The following “Entr’acte” vividly delineates interactions between the citizens of Brussels, arguments leading to violence, while the succeeding episode accompanies the appearance of Count Egmont with his soldiers, to restore the peace, the music’s nobility of utterance reminiscent of similar themes in Beethoven’s opera “Fidelio” – both of these exerpts are beautifully realized by Judd and the orchestra. Madeleine Pierard returns for “Freudvoll und leidvoll”, and sings it as well and committedly as I’ve heard anybody, beautifully negotiating the somewhat treacherous vocal descent at the end. Another “Entr’acte” echoes Clärchen’s “Freudvoll und leidvoll”, before the music changes to a stirring march, again reminding us of “Fidelio” and the entrance of the tyrant Pizzaro, the drama concerned with the Dulke of Alva’s plans to arrest Count Egmont. A tragic note is struck at the beginning of the Fourth Entr’acte, where Egmont is arrested, and Clärchen attempts to rouse the citizens to help resist the Duke and her beloved’s arrest. Act V draws from Beethoven music of great melancholy and anxiety as Clärchen awaits word of Egmont’s fate, then takes poison at news of his imminent execution.

And so to the final scene, in Egmont’s prison, where the hero sends a final message to his beloved, before sleeping and dreaming of her (“Süsser Schlaf!”), uttering words of joy at her visitation to his thoughts, before calmly resigning himself to his fate at the executioner’s hands.

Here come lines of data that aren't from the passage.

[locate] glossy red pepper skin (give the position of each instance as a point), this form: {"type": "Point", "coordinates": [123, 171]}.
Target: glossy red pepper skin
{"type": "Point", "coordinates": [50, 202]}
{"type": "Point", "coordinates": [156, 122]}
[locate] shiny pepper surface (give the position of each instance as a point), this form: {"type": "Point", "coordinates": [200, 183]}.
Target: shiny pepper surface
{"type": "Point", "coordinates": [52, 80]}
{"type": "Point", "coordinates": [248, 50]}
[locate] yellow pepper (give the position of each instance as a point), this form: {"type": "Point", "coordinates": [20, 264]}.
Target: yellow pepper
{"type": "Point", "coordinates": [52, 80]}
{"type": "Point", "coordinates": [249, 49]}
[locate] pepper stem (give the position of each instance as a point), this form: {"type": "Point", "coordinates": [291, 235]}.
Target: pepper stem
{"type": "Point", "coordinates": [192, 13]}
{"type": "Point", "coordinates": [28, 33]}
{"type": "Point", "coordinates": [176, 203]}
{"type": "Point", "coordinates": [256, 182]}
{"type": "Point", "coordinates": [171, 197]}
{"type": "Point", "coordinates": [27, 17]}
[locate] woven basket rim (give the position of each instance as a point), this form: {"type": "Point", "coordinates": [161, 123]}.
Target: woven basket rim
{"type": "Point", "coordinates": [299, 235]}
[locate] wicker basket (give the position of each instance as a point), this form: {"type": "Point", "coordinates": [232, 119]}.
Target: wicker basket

The ensuing “Victory Symphony” sweeps in (on its own, alas – no stirring words beforehand), and the drama concludes in a blaze of fervent heroic triumph.

As if by compensation, several additional items round out the disc, two marches which the composer called “music for horses”, written for the Archduke Anton, the elder brother of Beethoven’s patron, the Archduke Rudolph; and the famous concert aria “Ah! perfido”, Beethoven’s setting of a passage in Metastasio’s drama “Achille in Sciro”, composed in 1796. Both the marches (great fun!) and the aria considerably add to the recording’s attractions – in “Ah! perfido!” Judd encourages a lean, athletic sound, and Madeleine Pierard tears into the opening declamations with intensity and gusto, carrying these qualities right throughout the first section, depicting the anger and frustration of a jilted lover, including a plea to the gods for vengeance, and then a change of heart, in favor of mercy. Perhaps the central aria-like section “Per pieta, non dirmi addio” lacks a little light and shade on the singer’s part, but when the agitations return, at “Ah, crudel!” Pierard again commands the music, her voice firing and sparking as she rails against the cruelty of fate, the coloratura giving her little signs of trouble. Though stylish-sounding throughout, I felt that orchestra and conductor could have made something more gutsy of the aria’s instrumental conclusion, the effect here being “contained” instead of properly full-blooded, more classical than romantic. Perhaps Judd didn’t want to overload the performance with anything that smacked of anachronistic force of expression, despite the overt emotionalism of the text. Something tells me, however, that the composer would probably not have minded any such “excess of feeling” in the least!